Watching it live just feels better. Go back and watch one where they do it live and one where it does it pre-recorded. Something just feels off with the pre-recorded one.
By live i mean they are doing the presentation on the spot, not live as in person BTW.
Jobs did have a penchant for making a live demo feel natural. With anyone else, it just doesn't feel the same. I much prefer the pre-recorded videos now.
Steve was great at it, but maybe all it takes is for the presenter to be passionate about the thing they are presenting.
Elon is a terrible live speaker and yet I think his keynotes are pretty good. Also, we've all made fun of Steve Ballmer, but he was good at this as well.
Meanwhile, listening to Tim or Sundar is much less captivating. Perhaps if Tim could do a presentation about optimizing supply chains he would do much better than when he's at presenting iPad games.
> Steve was great at it, but maybe all it takes is for the presenter to be passionate about the thing they are presenting.
I claim to be a (rather trivial) counterexample to this hypothesis. I do claim that I am quite passionate about things that I am presenting - but this does not make me a good presenter or speaker.
>Elon is a terrible live speaker and yet I think his keynotes are pretty good.
Can you give a good example?
The Cyber truck unveil comes to mind as one of his worst, he clearly did not even look at the slides before going on stage as he says one thing and the slide has some completely different topic on it. If anything the glass break was the saving grace of the presentation. At least they got a meme out of it.
The Cyber truck delivery event was him stuttering over a couple videos making it up as he went along, then awkwardly handing over keys (its as if they didn't think about the flow of the vehicles coming on to and going off the stage) and then thats a wrap. Lets not talk about how he is always 30+ minutes late. Does this sound like a guy who gives even an ounce of care?
When the Model 3 delivery event occurred he was going through the breakup with Amber Heard so last second he ordered a switch to some bullshit song that he felt represented his relationship with Heard. I'm sure they have gone through a countless number of marketing people.
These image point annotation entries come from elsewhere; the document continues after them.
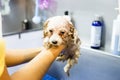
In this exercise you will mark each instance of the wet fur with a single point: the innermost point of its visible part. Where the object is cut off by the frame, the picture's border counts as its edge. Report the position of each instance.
(70, 39)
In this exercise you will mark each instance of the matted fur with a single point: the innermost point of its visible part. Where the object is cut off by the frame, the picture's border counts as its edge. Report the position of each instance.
(60, 30)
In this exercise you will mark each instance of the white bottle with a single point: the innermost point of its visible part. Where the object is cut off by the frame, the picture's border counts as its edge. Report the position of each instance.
(96, 30)
(115, 43)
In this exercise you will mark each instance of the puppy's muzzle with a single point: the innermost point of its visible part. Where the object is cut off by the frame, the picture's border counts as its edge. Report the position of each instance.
(56, 40)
Hell they had the guy that helped design Apple stores and even he left in 2013.
His presentations are a complete insult to the Jobs era presentations, hell they don't even come close to anything "Tim Apple"™ produces.
He always makes the excuse that "we are more concerned with making the best product so we dont waste time prepping for the presentation". Well Apple can make excellent polished products AND put consistent minimum effort into their presentations.
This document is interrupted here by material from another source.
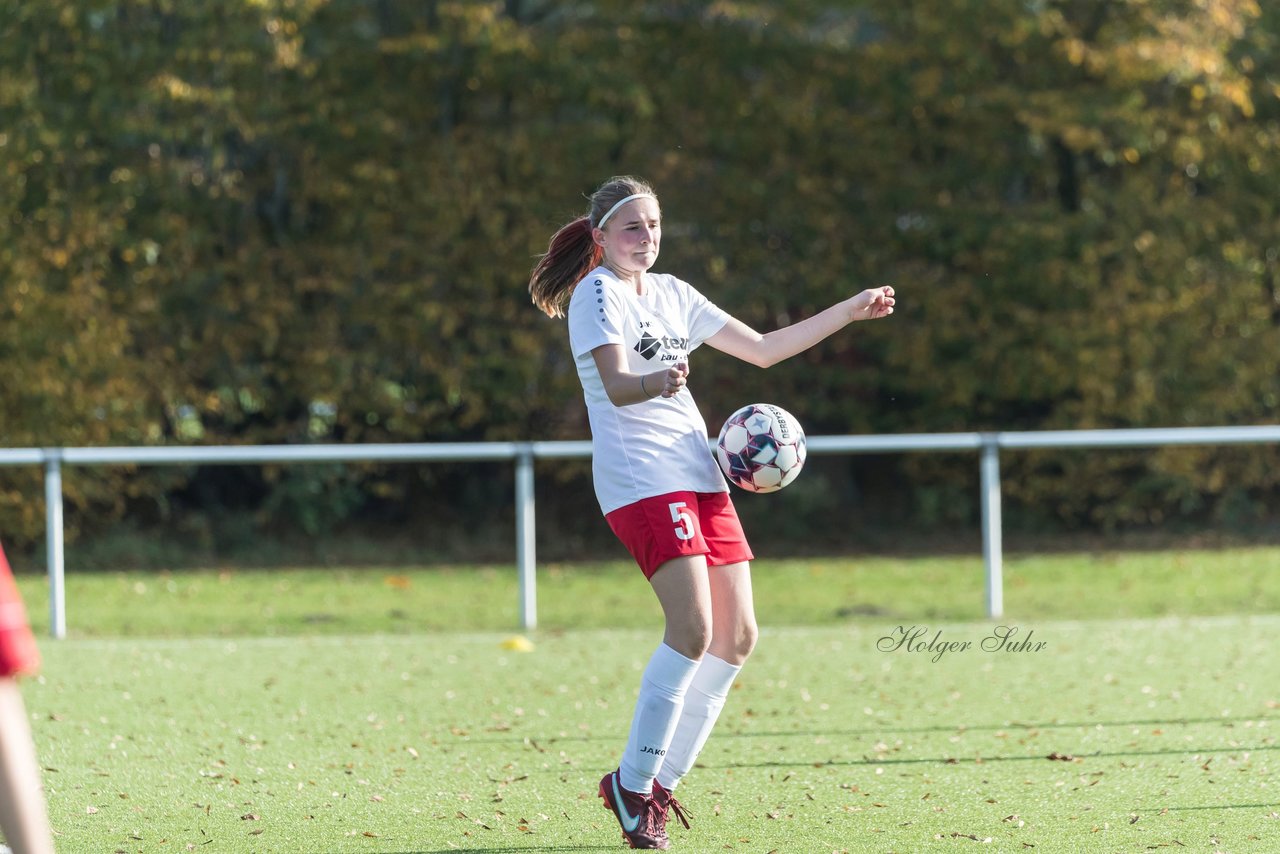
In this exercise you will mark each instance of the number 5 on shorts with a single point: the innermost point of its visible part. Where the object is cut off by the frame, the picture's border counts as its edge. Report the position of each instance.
(684, 521)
Ok I get it, its just a presentation for some capitalist company so what?
There was an old philosophy that Jobs used to talk about in his biography about how the truly passionate craft maker takes enormous pains to ensure that when making an item, it is made with beauty and care both outside where everyone can see but also both inside where no one will ever look. Think of the company itself as an item, Apple definitely still has this mentality, just look at how components are laid out in their product teardowns. Look at how they try to polish everything about the company brand, image, store designs specific to each city etc. I admire this thinking and try to aspire to it in my life but Musk is a complete insult to that type of thinking.